Saturday, August 4, 2012

When Did Bill Clinton Get So Old?

I write a blog post every morning as a form of mental exercise. It keeps me in the know, reminds me that I was once a paid columnist, enlarges my vocabulary and staves off Alzheimer's, at least according to some experts in the field. Plus it's fun, at least once I get going. The hard part is deciding what to write about, and usually a topic presents itself with little or no effort--but not always. Today I'm stumped.

First I toyed with writing about a debilitating bug bite I got yesterday, and yes, I said debilitating. I had gone swimming just down the road in the Casco Bay, and while drying off was approached, and then attacked, by one of Maine's nastiest denizens known as "green flies," not to be confused with "black flies" which are also no picnic. The bite of the green fly hurts when you first get it, but afterwards it's much worse--almost a day later, my right leg is morphing into a telephone pole. Poor me! Then I read an email from a friend who is about to undergo a kidney transplant in a few days. Things have not gone smoothly during the pre-op phase, and she will have to be in isolation for six to eight weeks following the surgery, and the inept organ donor coordinator is causing added stress, and suddenly my silly little fly bite seemed like a pathetic thing not worth a hoot.

Then I read Peggy Noonan's column in today's Wall Street Journal about how Bill Clinton is set to speechify bigtime at the upcoming Democratic National Convention, thereby injecting the party with some much-needed adrenaline. That's a great subject, I thought, about how Obama is calling on his former rival to rescue him from political quicksand, but in her column Peggy calls Clinton "that ol' man, with his white hair and reading glasses," and I was plummeted into a deep depression; he is exactly my age! I still never think of myself as old, and yet there was his picture in the paper right in front of me and he looked like, well, like an old, white-haired man with reading glasses. I decided against that.
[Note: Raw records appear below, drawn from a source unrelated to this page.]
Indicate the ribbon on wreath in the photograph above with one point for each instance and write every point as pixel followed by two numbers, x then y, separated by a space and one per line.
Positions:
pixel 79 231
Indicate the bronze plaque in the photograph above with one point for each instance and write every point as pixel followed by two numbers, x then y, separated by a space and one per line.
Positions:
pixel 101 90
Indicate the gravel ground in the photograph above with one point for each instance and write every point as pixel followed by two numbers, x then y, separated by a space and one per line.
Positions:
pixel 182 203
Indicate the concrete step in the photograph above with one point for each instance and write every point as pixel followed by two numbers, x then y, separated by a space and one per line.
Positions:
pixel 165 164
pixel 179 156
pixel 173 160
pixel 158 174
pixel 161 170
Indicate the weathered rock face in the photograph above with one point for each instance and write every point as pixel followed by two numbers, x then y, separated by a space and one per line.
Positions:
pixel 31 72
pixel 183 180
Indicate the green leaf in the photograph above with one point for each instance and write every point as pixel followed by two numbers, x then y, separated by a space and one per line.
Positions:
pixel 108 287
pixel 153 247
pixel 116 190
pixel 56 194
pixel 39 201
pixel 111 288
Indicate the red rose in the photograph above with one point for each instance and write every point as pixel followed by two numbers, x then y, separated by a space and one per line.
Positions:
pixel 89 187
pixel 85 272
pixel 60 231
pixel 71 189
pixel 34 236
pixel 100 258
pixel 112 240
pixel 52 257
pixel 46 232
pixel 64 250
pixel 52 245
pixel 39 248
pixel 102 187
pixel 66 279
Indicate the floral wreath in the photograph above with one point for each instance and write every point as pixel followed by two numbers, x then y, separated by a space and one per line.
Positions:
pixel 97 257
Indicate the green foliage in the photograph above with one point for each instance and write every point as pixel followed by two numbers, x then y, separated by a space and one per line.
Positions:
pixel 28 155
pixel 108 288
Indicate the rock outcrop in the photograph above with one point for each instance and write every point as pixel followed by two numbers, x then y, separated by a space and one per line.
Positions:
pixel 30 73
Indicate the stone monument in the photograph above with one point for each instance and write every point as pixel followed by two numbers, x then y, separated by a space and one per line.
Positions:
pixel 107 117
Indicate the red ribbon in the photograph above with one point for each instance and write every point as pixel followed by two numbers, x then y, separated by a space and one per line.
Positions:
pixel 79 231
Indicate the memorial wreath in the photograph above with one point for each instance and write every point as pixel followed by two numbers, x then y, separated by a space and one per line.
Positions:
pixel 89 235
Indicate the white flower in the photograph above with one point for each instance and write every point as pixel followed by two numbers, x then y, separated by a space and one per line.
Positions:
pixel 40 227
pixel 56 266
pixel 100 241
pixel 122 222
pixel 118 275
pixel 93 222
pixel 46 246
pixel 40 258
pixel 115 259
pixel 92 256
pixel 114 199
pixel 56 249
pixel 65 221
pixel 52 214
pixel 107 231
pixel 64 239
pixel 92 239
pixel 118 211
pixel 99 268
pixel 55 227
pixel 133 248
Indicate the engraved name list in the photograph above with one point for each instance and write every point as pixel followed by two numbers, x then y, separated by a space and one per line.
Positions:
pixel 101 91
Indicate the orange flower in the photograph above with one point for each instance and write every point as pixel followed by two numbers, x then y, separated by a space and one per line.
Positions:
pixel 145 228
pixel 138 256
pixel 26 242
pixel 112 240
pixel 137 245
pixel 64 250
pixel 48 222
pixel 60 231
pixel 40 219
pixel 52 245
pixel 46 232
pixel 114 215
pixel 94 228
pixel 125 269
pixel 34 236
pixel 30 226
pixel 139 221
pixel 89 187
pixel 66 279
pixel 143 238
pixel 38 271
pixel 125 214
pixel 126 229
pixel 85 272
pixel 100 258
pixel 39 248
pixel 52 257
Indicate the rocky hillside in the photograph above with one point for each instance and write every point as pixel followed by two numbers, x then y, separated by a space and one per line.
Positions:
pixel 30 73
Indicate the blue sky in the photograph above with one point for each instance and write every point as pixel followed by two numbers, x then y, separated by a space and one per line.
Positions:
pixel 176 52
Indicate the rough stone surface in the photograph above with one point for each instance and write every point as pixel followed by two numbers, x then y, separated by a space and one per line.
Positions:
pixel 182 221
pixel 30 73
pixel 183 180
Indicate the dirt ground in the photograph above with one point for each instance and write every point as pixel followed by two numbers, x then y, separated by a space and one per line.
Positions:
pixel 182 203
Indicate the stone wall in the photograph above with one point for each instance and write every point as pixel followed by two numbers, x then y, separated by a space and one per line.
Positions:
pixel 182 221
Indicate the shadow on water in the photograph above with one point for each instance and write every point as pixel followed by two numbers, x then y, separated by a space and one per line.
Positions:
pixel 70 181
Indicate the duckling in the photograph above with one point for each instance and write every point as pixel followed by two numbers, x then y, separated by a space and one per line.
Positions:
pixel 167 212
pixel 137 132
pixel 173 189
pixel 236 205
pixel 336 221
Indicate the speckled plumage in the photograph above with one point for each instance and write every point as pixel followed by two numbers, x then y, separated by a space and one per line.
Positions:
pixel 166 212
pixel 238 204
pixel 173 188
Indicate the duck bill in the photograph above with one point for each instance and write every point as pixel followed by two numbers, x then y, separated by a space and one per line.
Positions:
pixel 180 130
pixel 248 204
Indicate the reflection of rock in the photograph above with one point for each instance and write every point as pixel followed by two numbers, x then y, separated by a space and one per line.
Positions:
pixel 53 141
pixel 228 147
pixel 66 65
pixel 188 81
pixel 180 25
So now I have no topic to explore and think I will just go for a walk. I'd go for a run except, because I'm exactly Bill Clinton's age, I have arthritis in my hip. And that fly bite on my leg really hurts, dammit, even though my kidneys still work. I think a great blog post would be about how when we compare ourselves to others, our own lives seem either better or worse, depending. Maybe tomorrow.

1 comment:

  1. white hair, I see, but I see no reading glasses. Did he have laser surgery?